Automação de Processos

Do papel aos processos digitais validados

A indústria regulada passou décadas presa entre duas pressões contraditórias: a necessidade de modernizar processos para ganhar eficiência e a obrigação de cumprir requisitos regulatórios que durante muito tempo foram interpretados como sinónimo de papel e assinaturas físicas.

Essa dicotomia desapareceu. O Anexo 11 da EMA e o 21 CFR Part 11 da FDA são quadros concebidos precisamente para regular o uso de registos eletrónicos e assinaturas eletrónicas em ambientes GxP. Não são barreiras à digitalização: são o mapa para fazê-la corretamente.

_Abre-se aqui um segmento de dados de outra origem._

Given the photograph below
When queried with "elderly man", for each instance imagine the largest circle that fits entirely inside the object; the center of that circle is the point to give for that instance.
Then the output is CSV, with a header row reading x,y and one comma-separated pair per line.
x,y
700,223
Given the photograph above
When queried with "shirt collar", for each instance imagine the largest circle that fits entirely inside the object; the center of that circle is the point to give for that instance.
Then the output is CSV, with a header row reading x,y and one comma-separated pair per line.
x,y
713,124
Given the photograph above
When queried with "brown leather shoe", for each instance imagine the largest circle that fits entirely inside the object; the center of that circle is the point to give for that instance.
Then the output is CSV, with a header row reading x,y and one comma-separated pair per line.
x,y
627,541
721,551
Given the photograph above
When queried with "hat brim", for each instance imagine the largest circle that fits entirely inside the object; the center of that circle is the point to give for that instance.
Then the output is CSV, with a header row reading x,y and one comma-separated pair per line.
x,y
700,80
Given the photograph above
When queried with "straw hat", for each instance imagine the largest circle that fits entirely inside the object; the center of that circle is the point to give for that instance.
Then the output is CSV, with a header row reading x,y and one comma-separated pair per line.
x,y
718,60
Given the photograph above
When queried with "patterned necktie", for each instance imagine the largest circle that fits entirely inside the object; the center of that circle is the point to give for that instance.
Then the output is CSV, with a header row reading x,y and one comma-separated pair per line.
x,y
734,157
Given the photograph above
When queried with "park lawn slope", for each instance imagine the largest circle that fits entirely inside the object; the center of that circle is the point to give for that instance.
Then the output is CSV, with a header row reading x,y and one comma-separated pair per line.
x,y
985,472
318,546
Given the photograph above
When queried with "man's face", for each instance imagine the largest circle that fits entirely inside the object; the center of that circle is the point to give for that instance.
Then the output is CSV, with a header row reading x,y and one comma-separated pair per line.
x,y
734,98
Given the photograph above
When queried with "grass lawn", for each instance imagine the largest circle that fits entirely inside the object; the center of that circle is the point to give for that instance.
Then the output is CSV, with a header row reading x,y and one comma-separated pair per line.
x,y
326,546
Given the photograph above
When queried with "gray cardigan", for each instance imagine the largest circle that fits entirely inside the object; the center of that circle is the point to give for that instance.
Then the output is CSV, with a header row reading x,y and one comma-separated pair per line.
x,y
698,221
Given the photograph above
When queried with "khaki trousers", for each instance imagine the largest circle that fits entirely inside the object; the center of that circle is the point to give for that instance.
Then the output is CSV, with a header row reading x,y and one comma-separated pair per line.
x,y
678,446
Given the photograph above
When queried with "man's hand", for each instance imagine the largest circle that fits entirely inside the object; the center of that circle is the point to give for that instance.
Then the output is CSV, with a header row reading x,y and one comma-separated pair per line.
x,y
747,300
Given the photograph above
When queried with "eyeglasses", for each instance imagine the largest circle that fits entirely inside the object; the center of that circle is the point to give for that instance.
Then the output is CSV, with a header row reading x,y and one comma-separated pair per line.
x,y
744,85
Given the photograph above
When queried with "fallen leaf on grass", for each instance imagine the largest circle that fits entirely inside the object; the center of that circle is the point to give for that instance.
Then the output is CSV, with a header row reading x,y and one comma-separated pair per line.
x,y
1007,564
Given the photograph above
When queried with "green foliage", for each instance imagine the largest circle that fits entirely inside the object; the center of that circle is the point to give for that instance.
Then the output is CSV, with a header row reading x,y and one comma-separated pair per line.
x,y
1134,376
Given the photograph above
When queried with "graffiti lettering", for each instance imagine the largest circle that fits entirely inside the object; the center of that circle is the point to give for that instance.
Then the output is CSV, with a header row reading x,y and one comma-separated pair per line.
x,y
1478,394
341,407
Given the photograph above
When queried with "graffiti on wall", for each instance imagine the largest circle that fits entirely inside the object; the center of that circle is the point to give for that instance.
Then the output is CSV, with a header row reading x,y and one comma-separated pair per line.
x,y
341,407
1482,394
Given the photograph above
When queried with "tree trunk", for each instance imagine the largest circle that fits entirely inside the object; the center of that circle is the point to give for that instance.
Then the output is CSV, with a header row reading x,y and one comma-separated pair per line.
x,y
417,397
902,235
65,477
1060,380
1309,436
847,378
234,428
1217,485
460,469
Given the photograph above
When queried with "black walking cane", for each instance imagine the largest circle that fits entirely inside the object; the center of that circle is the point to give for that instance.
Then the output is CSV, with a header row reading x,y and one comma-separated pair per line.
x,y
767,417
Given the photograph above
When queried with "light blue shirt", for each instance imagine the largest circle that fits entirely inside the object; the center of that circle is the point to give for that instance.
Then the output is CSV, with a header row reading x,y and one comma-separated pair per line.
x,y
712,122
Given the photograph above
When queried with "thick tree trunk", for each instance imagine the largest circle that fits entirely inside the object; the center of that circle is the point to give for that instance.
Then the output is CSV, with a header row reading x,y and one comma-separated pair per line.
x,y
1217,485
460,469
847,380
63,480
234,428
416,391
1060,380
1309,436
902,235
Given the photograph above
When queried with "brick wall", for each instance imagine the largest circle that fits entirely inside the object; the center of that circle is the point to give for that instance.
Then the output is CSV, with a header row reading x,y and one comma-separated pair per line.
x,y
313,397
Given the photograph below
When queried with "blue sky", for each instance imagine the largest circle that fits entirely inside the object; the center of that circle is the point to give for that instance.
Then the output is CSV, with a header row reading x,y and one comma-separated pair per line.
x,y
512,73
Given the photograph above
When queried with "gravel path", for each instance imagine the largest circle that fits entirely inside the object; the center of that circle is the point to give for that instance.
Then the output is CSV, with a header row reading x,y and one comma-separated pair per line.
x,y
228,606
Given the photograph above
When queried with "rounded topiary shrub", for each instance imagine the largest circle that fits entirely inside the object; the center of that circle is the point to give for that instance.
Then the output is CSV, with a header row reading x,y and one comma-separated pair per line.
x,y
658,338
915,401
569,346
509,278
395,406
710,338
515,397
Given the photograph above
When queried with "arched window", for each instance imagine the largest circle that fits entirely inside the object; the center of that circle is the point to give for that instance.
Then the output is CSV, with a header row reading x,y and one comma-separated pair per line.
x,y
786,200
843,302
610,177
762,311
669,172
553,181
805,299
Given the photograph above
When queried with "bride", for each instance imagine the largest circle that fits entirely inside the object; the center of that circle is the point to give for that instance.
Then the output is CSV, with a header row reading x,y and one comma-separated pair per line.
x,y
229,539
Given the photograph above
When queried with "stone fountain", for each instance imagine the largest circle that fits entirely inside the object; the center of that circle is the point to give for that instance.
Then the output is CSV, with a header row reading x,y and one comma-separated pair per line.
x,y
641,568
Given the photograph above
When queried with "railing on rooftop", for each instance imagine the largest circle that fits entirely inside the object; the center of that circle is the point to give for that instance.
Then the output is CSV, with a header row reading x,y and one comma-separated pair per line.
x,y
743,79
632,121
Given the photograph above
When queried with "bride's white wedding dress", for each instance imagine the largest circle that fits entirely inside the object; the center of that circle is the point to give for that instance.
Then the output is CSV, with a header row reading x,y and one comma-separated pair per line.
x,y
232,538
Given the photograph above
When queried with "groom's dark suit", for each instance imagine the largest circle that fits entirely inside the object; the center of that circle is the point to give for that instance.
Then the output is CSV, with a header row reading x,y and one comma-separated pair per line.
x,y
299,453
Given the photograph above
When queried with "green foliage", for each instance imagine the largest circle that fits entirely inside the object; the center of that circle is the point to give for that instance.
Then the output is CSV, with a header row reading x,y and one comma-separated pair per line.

Que processos podem ser automatizados?

Praticamente qualquer processo de qualidade que atualmente depende de papel pode ser digitalizado e automatizado de forma conforme:

• Gestão documental (DMS/EDMS): Controlo de versões, aprovações eletrónicas, distribuição controlada e arquivo de SOPs, especificações e registos.
• Gestão de desvios e CAPA: Fluxos de trabalho eletrónicos para notificação, investigação, aprovação e encerramento de desvios e ações corretivas.
• Controlo de mudanças: Circuitos de aprovação multiutilizador com rastreabilidade completa.
• Registos de fabrico eletrónicos (eBR/eMBR): Substituição dos batch records em papel por registos eletrónicos verificados em tempo real.
• Calibração e manutenção: Programação, registo e rastreabilidade de calibrações e manutenções preventivas.
• Treinamento: Gestão de planos de treinamento, atribuição de módulos e registo de evidências de conclusão.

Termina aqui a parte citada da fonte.